Earlier in the day, demonstrators forced their way into the main post office on the Maidan after a nearby building they had previously occupied was burned down Tuesday in fierce, fiery clashes with riot police. Thousands of activists armed with fire bombs and rocks had defended the square, a key symbol of the protests.

"The revolution has turned into a war with the authorities," said Vasyl Oleksenko, 57, a retired geologist from central Ukraine. "We must fight this bloody, criminal leadership. We must fight for our country, our Ukraine!"

 The bad blood now runs so high it has fueled fears the nation could be sliding toward a messy breakup. While most people in the country's western regions resent Yanukovych, he enjoys strong support in the mostly Russian-speaking eastern and southern regions, where many want strong ties with Russia.

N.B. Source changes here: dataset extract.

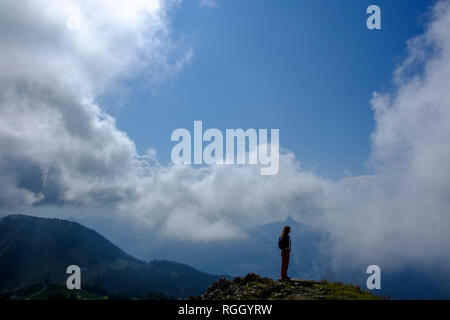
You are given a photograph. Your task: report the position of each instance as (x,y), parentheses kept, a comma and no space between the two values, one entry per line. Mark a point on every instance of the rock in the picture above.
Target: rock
(254,287)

Neither side now appears willing to compromise, with the opposition insisting on Yanukovych's resignation and early elections and the president prepared to fight till the end. 

Both sides seem prepared for more violence. On Wednesday, protesters were digging up cobblestones in Independence Square to be used as missiles if needed. Some demonstrators were preparing Molotov cocktails in case riot police tried again to clear the protest camps.

Oleg Blaschtschuk, who works as a translator, told CBS News he came to Independence Square because he wants a more democratic government. He said he is prepared to fight if necessary.

"When it's needed, yeah, I will fight for my family, I will fight for the future for my children, for my grandchildren," he said."I have two grandchildren. I will fight, of course."